Lives Uncharted
Lives Uncharted chronicles the experiences of Polish migrant women who arrived in the United States before 1914. We collect and publish family memories, historical records, and narratives to reconstruct the many uncharted lives of ordinary Polish women who crossed the Atlantic in the late 1800s and early 1900s.
The goal of Lives Uncharted is to create a digital repository of stories that will help us better understand how Polish migrant women lived every day and how they navigated the realities of their lives in the United States in the late nineteenth and early twentieth centuries. We want to know what difficulties they faced, what opportunities they had, and what secrets they kept.
Every story matters. We share stories of workers, artists, and community activists. We share stories of rebels, protestors, and free spirits. We share stories of wives, mothers, and caregivers. And we share stories of triumphs and victories but also of failures and challenges. No story is too trivial, too fragmented, or too complicated. Lives Uncharted is the space where we look underneath the surface and explore who were the women that came before us.

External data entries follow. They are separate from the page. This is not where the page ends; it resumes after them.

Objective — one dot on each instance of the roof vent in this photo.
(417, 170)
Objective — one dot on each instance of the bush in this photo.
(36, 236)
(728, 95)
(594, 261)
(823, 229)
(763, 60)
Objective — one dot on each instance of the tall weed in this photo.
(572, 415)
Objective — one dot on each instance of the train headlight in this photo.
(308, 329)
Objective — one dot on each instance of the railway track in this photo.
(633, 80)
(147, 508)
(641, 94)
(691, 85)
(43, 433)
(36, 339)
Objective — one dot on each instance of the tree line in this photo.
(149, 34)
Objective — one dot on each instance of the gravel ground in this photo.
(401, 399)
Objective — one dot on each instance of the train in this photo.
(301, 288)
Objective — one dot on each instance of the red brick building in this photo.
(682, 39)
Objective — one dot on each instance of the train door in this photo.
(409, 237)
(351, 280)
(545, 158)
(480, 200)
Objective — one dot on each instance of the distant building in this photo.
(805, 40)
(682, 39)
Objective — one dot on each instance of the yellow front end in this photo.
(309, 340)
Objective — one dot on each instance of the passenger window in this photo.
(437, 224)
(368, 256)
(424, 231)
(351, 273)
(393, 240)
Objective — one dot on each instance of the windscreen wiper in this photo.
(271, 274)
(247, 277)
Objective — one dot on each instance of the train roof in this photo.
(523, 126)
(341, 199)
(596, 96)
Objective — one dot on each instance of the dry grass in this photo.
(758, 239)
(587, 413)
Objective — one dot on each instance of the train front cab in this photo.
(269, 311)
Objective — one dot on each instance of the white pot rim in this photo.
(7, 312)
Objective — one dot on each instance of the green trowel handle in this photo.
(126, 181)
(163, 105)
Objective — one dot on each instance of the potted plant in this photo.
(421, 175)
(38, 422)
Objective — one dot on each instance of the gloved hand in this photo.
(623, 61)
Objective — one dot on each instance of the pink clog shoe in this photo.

What did Polish mean before 1914?
Not many European immigrants coming to the United States before 1914 self-identified in national terms. This means that few migrants from the pre-1914 wave that we think of as Polish thought of themselves as Polish at the time of arrival. Most self-identified through their connections to a place (a village, town, or larger region), familial bonds, or even religion. We acknowledge this historical reality and although we use the term Polish throughout Lives Uncharted, we are aware of how complicated the historical meaning of Polish in the context of the pre-1914 migration can be.
Identities are complicated and national identities today are defined differently than they were over a century ago. One of our aims is to develop a better understanding of what it meant to be a Polish woman in the United States in the early twentieth century and whether the women whom we identify as Polish thought of themselves in the same terms.